Однажды вечером, распрощавшись с бароном, я вышел и оказался в прихожей лицом к лицу с довольно миловидной молодой женщиной. Она держала за ручку маленького мальчика. Женщина чуть склонила голову, по губам ее промелькнула улыбка. Я ответил тем же и заторопился вниз. Мне хватило времени заметить, что и мать, и ребенок одеты по-парадному, видимо, собрались с визитом к кому-то из представителей высшего общества. На матери поверх платья с турнюром было накинуто просторное манто из гранатового бархата, отделанное стеклярусом, капор темно-зеленого шелка с завязками и бантами украшал гордо вскинутую голову; наряд ребенка был так же изыскан: шотландский костюмчик с килтом, шапочка с пером и плед на плечике. От свежести обоих у меня странно стеснилось в груди — как будто я, совсем их не зная и сам не зная, каким именно образом, тяжко их оскорбил. Когда вернулся домой, эта встреча, это мимолетное и изящное видение преследовало меня подобно навязчивой идее — никак не мог вытряхнуть их из памяти, никак не мог успокоиться, оставалось только надеяться, что подобное не будет повторяться слишком уж часто.
Прошло немного времени и, опять-таки когда я работал в отведенной мне каморке, в тот раз — описывал архивы старого барона Якоба ван Геккерена, до меня донеслись из кабинета голоса. Беседа шла явно на повышенных тонах, а вел Жорж Дантес эту оживленную дискуссию со своим коллегой по Сенату господином де Мондвилем. Приклеившись ухом к дверной створке, я понял вскоре, что спор возник по вопросу об отношении к прессе, который голосовался в прошлом году и пересмотра которого барон хотел в нынешнем. Мой хозяин всячески поносил журналистов, якобы подбрасывающих при всяком удобном случае дровишек в костры политических дебатов. По его мнению, долг газетчиков — исключительно давать отчеты, никак их не комментируя и уж тем более власть имущих не критикуя. Всякое покушение на императорскую мысль, полагал он, есть преступление против Франции. Затем хозяин и гость так же горячо обсуждали проект закона об упразднении выпуска расчетных книжек для рабочих и комментировали итоги последних выборов в Законодательное собрание, которые казались как тому, так и другому свидетельством усиления активности «кандидатов от нищеты». Я с трудом мог расслышать месье де Мондвиля, зато голос Жоржа Дантеса гремел как колокол. И вдруг он зазвучал так громко, будто порывом ветра внезапно распахнуло дверь между нашими комнатами.

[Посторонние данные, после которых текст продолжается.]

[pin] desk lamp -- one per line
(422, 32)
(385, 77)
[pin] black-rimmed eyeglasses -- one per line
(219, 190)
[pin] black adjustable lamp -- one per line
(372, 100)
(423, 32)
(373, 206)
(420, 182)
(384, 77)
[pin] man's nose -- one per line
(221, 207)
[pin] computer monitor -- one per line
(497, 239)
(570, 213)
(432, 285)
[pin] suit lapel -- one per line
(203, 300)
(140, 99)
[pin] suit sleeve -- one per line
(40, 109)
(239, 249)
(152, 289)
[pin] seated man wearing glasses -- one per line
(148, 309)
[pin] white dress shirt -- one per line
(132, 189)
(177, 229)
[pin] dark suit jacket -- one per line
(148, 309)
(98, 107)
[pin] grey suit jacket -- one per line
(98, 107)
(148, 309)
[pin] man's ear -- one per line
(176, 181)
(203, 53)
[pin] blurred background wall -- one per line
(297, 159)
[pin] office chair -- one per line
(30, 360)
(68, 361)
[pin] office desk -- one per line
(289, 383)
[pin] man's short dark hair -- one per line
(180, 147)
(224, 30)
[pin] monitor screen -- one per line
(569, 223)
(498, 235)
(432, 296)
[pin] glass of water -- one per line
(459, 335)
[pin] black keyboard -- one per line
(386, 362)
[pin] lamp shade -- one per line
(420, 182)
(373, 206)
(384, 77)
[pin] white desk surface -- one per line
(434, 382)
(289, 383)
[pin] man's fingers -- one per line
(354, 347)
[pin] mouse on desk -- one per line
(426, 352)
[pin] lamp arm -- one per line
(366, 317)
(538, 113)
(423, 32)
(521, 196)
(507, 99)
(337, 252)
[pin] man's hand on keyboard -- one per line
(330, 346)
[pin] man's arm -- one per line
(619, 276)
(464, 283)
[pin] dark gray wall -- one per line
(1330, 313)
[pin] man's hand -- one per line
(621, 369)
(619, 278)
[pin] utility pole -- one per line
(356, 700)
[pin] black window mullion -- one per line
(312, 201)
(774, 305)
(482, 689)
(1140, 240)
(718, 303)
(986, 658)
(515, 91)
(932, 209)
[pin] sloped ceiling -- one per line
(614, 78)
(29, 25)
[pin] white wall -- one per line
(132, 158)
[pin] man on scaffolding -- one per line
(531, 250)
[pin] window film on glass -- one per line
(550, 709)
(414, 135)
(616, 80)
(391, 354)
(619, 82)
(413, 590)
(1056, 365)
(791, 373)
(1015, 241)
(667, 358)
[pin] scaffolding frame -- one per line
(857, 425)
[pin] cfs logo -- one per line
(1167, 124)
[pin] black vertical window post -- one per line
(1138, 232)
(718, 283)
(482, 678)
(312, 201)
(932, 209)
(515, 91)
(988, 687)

— Извольте признать, дорогой Мондвиль, что его величество в последнее время идет на слишком серьезные уступки! Не стоит преувеличивать страданий народа. В конце концов у нас, во Франции, всем найдется чего поесть, и у всех найдется, на чем поспать. А от того, что у одних кровать помягче, у других пожестче и у вторых может не оказаться масла, чтобы намазать на хлеб, ничего не меняется: неравенство заложено самой природой. Здесь нет повода для революции!